The acting is of a piece with that approach as well. Though there are sequences of overt passion (as in Victoria’s outburst of anguish), the cast generally keep emotions in check. James shows a few flashes of fury, but usually he’s a picture of suppressed anger, and his scenes with Layne are marked by sheer sweetness. Layne depicts Tish as shy and subdued even at the most tortuous moments (the childbirth sequence apart, of course). Although Ellis is allowed—even encouraged—to take her holier-than-thou mother to the point of caricature, the rest of the cast—even King—offer controlled performances similar to those of Layne and James, true to Jenkins’ take on the material as a rueful meditation on how things are rather than an impassioned howl over that cruel reality.
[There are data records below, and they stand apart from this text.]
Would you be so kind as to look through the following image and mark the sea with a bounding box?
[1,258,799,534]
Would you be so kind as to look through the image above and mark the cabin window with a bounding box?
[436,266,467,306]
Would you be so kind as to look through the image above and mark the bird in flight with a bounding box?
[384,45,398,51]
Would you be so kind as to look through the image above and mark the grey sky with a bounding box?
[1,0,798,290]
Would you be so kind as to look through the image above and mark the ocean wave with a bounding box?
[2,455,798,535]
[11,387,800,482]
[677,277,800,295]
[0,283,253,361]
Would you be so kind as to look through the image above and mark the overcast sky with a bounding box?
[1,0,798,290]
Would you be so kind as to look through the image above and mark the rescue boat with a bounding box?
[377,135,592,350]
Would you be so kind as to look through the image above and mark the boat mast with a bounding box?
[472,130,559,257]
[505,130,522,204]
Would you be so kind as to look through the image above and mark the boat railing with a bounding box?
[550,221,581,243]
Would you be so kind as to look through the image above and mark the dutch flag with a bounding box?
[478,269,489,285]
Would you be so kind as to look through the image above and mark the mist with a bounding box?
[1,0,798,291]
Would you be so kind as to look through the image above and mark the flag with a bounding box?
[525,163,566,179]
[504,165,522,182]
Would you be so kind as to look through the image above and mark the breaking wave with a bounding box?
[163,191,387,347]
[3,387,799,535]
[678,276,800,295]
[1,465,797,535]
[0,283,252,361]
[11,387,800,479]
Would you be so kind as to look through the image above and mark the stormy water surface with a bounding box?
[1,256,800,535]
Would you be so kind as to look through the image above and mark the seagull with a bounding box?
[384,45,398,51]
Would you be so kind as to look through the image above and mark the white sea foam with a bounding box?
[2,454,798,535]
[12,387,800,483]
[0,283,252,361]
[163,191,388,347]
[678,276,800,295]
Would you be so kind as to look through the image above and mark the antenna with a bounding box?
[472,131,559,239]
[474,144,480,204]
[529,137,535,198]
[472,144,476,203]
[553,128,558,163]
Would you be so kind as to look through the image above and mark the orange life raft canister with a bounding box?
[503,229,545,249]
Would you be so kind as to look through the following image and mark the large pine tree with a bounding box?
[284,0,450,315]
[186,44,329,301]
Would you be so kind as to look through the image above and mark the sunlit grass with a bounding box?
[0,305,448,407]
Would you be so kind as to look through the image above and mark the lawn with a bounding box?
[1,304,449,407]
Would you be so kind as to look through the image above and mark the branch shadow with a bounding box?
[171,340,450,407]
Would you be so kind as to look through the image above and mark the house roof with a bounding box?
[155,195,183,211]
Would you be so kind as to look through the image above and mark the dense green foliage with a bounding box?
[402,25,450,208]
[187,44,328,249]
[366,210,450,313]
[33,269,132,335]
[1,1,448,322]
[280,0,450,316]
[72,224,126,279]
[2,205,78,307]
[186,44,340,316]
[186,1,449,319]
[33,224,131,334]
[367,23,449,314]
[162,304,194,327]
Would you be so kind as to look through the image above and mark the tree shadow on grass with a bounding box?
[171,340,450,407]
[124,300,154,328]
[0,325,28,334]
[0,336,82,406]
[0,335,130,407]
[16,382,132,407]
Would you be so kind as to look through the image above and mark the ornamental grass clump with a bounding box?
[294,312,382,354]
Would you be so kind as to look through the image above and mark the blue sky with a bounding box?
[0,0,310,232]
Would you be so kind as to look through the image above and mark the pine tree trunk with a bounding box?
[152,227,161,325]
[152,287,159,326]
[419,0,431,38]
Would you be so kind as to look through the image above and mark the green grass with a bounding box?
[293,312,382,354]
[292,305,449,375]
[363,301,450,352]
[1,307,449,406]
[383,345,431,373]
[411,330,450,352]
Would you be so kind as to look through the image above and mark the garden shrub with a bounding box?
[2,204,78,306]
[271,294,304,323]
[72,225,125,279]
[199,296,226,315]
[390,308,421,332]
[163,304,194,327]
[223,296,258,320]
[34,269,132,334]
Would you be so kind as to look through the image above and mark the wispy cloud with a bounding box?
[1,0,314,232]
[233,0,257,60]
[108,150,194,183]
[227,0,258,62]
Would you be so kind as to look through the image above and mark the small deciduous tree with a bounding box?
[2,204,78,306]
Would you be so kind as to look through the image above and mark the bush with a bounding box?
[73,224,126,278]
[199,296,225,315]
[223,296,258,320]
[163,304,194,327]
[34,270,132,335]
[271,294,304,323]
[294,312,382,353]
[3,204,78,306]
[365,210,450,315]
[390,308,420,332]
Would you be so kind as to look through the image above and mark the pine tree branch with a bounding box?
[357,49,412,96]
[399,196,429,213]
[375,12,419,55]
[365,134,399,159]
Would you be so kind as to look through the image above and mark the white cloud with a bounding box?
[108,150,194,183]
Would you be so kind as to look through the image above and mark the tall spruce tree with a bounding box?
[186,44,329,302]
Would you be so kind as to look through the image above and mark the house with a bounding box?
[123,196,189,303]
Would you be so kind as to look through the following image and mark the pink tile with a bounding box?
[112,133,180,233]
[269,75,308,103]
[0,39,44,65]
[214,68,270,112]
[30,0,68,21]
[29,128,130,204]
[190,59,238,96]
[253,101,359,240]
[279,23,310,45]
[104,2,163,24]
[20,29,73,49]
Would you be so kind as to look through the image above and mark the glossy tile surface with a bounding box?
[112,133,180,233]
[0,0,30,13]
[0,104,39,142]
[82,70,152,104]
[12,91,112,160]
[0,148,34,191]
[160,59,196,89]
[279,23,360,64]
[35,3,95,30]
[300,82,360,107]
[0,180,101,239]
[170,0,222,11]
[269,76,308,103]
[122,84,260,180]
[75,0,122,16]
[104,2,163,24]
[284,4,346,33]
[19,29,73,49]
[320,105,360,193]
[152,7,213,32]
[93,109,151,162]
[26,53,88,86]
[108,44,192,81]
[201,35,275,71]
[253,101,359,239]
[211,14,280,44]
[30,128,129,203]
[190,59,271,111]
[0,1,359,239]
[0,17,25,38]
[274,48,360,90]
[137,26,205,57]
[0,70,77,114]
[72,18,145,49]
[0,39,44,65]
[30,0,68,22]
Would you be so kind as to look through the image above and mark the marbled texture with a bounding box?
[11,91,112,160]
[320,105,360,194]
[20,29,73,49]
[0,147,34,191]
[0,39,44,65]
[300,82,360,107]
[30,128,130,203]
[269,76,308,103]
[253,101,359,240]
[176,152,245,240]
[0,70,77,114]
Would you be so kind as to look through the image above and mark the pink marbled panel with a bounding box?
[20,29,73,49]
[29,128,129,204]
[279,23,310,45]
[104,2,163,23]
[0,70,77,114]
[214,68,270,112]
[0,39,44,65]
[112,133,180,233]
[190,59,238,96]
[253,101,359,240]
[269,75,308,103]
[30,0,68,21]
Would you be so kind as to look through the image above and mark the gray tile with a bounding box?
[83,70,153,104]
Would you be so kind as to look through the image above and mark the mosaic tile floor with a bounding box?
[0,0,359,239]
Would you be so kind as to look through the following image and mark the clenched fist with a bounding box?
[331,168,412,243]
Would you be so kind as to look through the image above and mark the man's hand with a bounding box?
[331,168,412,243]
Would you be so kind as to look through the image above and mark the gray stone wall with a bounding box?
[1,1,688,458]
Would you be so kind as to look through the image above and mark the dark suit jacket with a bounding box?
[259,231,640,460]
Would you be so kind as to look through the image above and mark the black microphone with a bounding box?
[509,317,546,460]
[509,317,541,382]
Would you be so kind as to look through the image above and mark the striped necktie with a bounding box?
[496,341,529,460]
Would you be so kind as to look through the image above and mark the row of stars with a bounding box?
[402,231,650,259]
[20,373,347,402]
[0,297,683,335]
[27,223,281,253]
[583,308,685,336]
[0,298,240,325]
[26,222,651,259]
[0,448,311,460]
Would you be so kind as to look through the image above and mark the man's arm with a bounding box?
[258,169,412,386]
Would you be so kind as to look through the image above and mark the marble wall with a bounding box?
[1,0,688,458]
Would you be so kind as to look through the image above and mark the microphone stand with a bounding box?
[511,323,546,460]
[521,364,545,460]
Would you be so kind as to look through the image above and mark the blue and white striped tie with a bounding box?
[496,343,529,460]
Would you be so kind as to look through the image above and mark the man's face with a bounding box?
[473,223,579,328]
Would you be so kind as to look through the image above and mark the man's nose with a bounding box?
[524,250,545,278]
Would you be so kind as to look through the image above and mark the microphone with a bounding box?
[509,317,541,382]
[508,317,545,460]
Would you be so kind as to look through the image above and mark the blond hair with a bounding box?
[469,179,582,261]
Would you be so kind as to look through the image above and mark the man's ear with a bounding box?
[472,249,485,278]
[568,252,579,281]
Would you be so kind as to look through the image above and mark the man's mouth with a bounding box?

Some might find that approach as entirely too soft-grained and genteel to do full justice to Baldwin’s book, preferring a more overtly outraged depiction of such a sadly common tragedy. On its own terms, however, this quietly mournful vision is a perfectly valid take on the novel: Memphis’ Beale Street, after all, is inextricably linked with the blues, and what it lacks in immediate visceral impact the film makes up for in lingering emotional resonance, in the recognition that Baldwin’s observations about the plight of young black men in America are no less true nearly half a century later than they were when he penned them. Indeed, they may be even more so.